The world’s five largest private-sector oil and gas companies – ExxonMobil, Chevron, BP, Total and Shell – collectively spent $49.9bn on shareholder dividends and share buybacks last year
The oil supermajors combined to spend almost $50bn on payouts to their investors in 2020, according to a report.
The analysis by the Institute of Energy Economics and Financial Analysis (IEEFA) shows that the world’s five largest private-sector oil and gas companies – ExxonMobil, Chevron, BP, Total and Shell – collectively spent $49.9bn on shareholder dividends and share buybacks last year.
The firms generated $20.5bn from their core business operations in free cash flow throughout 2020 – marking a cumulative gap between free cash flows and shareholder payouts of $29.4bn, which is almost triple the previous year’s deficit.
“These results spotlight a harsh reality,” said Trey Cowan, an IEEFA energy analyst and co-author of the report. “Investors can no longer count on the oil and gas supermajors to generate abundant, sustainable cash returns.”
Four of the oil supermajors failed to generate enough cash to cover payments to investors
The report highlights that during 2020, four of the companies failed to generate enough cash from their primary business – selling oil, gas, refined products, and petrochemicals – to cover their cash payments to shareholders.
Texas-based ExxonMobil paid $17.8bn more to shareholders during the year than it generated from its core business operations, while California-headquartered Chevron paid $9.5bn more, British firm BP paid $7.3bn more, and France’s Total rewarded its shareholders with $2.9bn more than it generated.
Anglo-Dutch multinational Shell was the only supermajor to buck the trend, generating an $8bn cash surplus.
But to do so, the company reduced dividends by two-thirds – its first per-share dividend cut since 1945 – and suspended share buybacks and slashed capital expenditures by 28% year-over-year.

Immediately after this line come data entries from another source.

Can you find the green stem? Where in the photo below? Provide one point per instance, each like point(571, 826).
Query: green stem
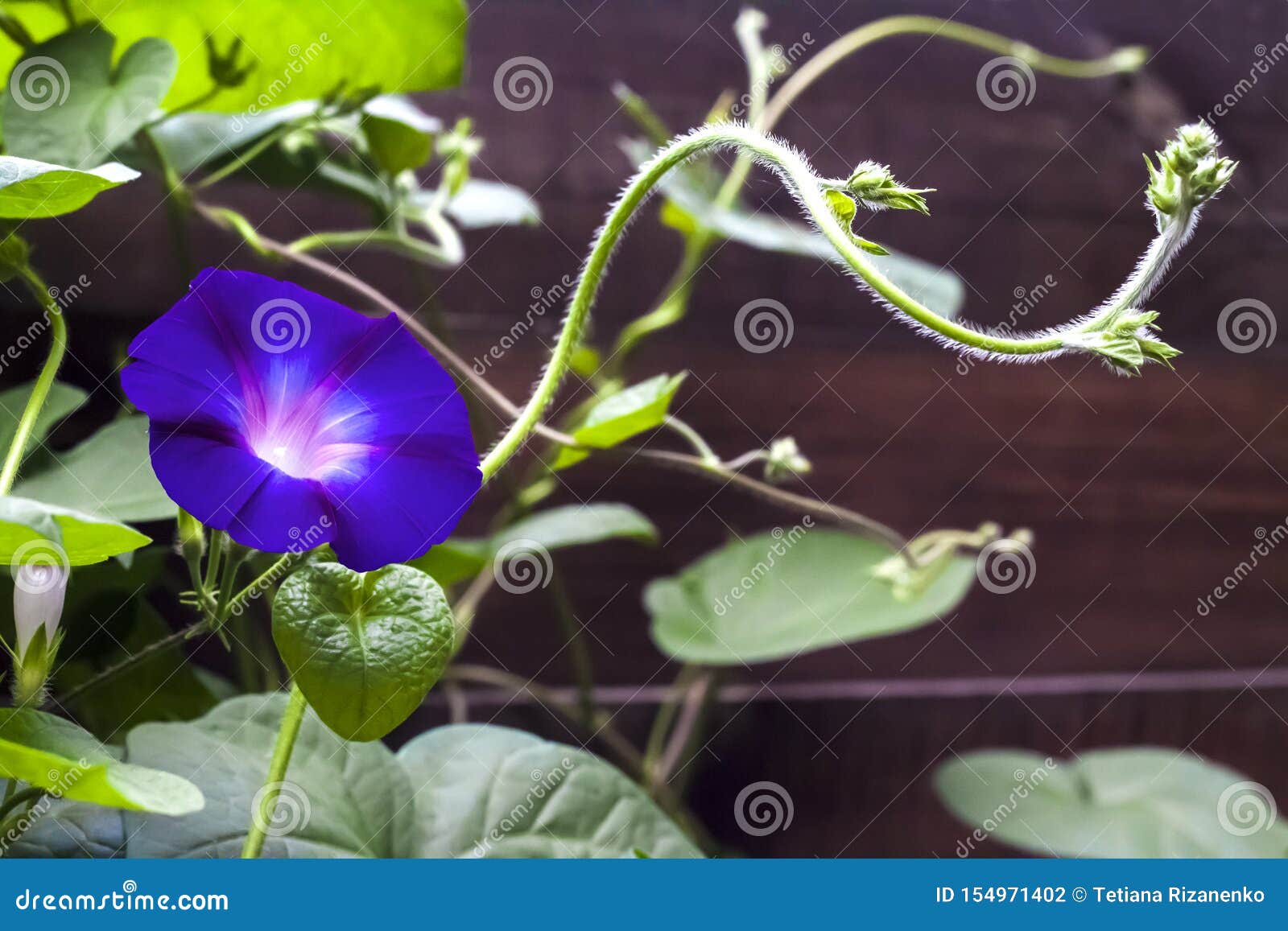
point(802, 180)
point(287, 734)
point(764, 116)
point(44, 383)
point(700, 446)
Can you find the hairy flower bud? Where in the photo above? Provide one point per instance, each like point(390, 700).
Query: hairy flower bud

The report found that the five companies have reported $325bn in free cash flows over the past decade while rewarding shareholders with a whopping $561bn in share buybacks and dividends.
It added that the supermajors have funded their “investor-pleasing spree” by selling assets and taking on long-term debt. Even though a recent spike in oil prices and increase in demand from an easing of the global Covid-19 pandemic have been “cause for optimism”, investors are beginning to take notice, according to the analysis.
It highlights that Standard & Poor’s Global Ratings lowered the ratings of both ExxonMobil and Chevron to AA-, noting that the industry faces a “more difficult operating environment”.
“Generous dividends and share buybacks give the globe’s largest private oil and gas companies a veneer of blue-chip financial performance,” said Clark Williams-Derry, an IEEFA financial analyst and co-author of the report. “But closer examination reveals an underlying financial weakness.”